I read an article online that described Upworthy as a “viral savant,” and since then the content itself has started to creep me out, too. The site is what people in the ‘biz call “socially optimized” – emotion that’s been actively CURATED for its liberal, lefty audience that by rights should include me. But when an issue is tidied up and boxed into a three-‐minute (fittingly, the length of the perfect pop song) vignette to which there’s only one possible response, I’m not really sure it’s conducive to real engagement or investment. Instead, you’re in and out like a cheap shag.
And the problem is, it doesn’t stop at Upworthy. I’m struggling to digest all sorts of things. Canapés of inspiration are being served up everywhere, such as the viral YouTube video of the cast of The Lion King ‘spontaneously’ breaking out into a rendition of The Circle of Life on an airplane. Millions of people all over the world mawkishly professed that it had ‘brightened up their morning’ – but a friend told me she refused to click the link to it, as she knew that doing so would “demonstrate her inhumanity.” In other words, she would have reacted exactly as I did: with a terrifyingly stone cold impassiveness.

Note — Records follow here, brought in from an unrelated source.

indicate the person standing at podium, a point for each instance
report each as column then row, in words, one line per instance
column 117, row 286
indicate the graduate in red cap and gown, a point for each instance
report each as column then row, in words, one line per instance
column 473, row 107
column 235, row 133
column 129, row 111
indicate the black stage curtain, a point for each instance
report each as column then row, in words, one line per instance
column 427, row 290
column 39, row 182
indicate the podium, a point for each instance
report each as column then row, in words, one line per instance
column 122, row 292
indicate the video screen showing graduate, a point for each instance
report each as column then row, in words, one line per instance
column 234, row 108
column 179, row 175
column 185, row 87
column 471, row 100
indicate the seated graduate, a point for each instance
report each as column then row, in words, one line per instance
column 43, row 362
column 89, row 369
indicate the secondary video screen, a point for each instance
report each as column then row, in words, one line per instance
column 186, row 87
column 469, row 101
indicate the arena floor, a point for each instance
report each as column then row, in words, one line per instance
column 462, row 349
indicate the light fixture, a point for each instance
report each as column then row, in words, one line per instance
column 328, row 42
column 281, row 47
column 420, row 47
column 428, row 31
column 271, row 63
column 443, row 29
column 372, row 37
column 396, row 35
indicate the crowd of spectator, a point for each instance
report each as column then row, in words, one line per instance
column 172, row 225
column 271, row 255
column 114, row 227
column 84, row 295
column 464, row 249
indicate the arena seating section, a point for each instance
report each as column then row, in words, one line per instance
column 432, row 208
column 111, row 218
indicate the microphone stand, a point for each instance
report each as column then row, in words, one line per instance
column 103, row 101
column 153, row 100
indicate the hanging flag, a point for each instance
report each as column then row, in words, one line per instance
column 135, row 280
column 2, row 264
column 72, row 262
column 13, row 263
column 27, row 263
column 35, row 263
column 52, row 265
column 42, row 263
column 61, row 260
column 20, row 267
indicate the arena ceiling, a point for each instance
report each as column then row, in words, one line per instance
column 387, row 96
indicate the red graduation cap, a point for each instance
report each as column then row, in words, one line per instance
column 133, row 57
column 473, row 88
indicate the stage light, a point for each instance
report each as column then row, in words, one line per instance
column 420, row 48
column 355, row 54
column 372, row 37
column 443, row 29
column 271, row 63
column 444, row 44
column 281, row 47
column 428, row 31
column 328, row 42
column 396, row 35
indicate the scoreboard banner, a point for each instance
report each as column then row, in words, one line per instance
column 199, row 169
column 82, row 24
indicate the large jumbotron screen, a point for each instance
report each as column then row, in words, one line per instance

People are always banging on about the fact that we’re becoming desensitized to violence by prolific and explicit media coverage, but really, I think we ought to be just as concerned about our ability to emote at the other end of the spectrum. It’s a bit like when people get too much Botox and then can’t smile. Oh my god – it’s emotional Botox. My ability to empathize is heading the same way as Nicole Kidman’s face.
Is the Internet making me hard as nails? Soon, is the only time that I’ll be able to express myself is when I’m watching a new episode of Game of Thrones? Although, let’s be honest – there’s nothing like watching the Red Wedding to make you feel truly alive.